Charon’s milky eyes were on me, and the steins on the wall seemed to be expecting us. The rolling of dice and murmuring voices made the room just as it always was, just common. We sat, and Daniel was as serene as his horse. The calamity on the bridge was already far forgotten.
“Look, Daniel,” I said as we were settled. “I need to give you something.”
“Then I’ll take it.”
“I was given it,” I said. “Rupert, the new coach driver came to me. Have you seen him?”
“I think I have. Jolly and round, isn’t he?”
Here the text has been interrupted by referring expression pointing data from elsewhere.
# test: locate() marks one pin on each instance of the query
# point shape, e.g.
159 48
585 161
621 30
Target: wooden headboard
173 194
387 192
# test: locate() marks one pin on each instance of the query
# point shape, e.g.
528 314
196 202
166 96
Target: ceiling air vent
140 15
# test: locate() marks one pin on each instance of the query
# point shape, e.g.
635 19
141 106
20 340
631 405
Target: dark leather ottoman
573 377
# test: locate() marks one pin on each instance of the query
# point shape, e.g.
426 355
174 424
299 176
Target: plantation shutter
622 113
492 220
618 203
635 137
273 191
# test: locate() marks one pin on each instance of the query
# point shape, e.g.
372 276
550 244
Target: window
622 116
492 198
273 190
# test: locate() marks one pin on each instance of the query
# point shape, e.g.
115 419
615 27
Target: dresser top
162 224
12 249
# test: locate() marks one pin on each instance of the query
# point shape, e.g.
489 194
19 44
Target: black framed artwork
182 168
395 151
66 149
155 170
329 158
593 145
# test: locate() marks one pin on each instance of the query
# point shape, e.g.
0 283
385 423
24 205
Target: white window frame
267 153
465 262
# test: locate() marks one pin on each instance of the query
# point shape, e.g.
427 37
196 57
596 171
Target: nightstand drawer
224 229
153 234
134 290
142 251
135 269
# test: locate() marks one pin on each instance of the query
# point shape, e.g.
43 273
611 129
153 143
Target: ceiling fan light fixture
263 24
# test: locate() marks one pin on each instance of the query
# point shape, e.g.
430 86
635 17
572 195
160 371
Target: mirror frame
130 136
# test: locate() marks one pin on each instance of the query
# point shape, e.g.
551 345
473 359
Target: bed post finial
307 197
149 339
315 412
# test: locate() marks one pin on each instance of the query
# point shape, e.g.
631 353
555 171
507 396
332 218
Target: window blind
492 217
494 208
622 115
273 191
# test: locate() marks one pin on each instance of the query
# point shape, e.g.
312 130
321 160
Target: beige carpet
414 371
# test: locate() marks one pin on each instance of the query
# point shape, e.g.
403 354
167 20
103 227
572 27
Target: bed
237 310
“That’s him. But he’d met me and he hasn’t gotten to know many others in Basel. That was why he brought this to me, which he’d found in the post box of the coach. So it might have been there for weeks or months.”
As I was saying this, Daniel’s serenity was replaced by alert attention, then by narrow eyes and furrowed brow. “What?” he said. “A letter? Is it a letter? Leonhard! From Paris?”
It’s not often I have a higher roll of my dice then he of his. I was tempted some to tease him with it, but that was poor behavior for anyone, and most for a gentleman. So I took the letter right from my pocket and handed it to him. “Not from Paris. From Russia.”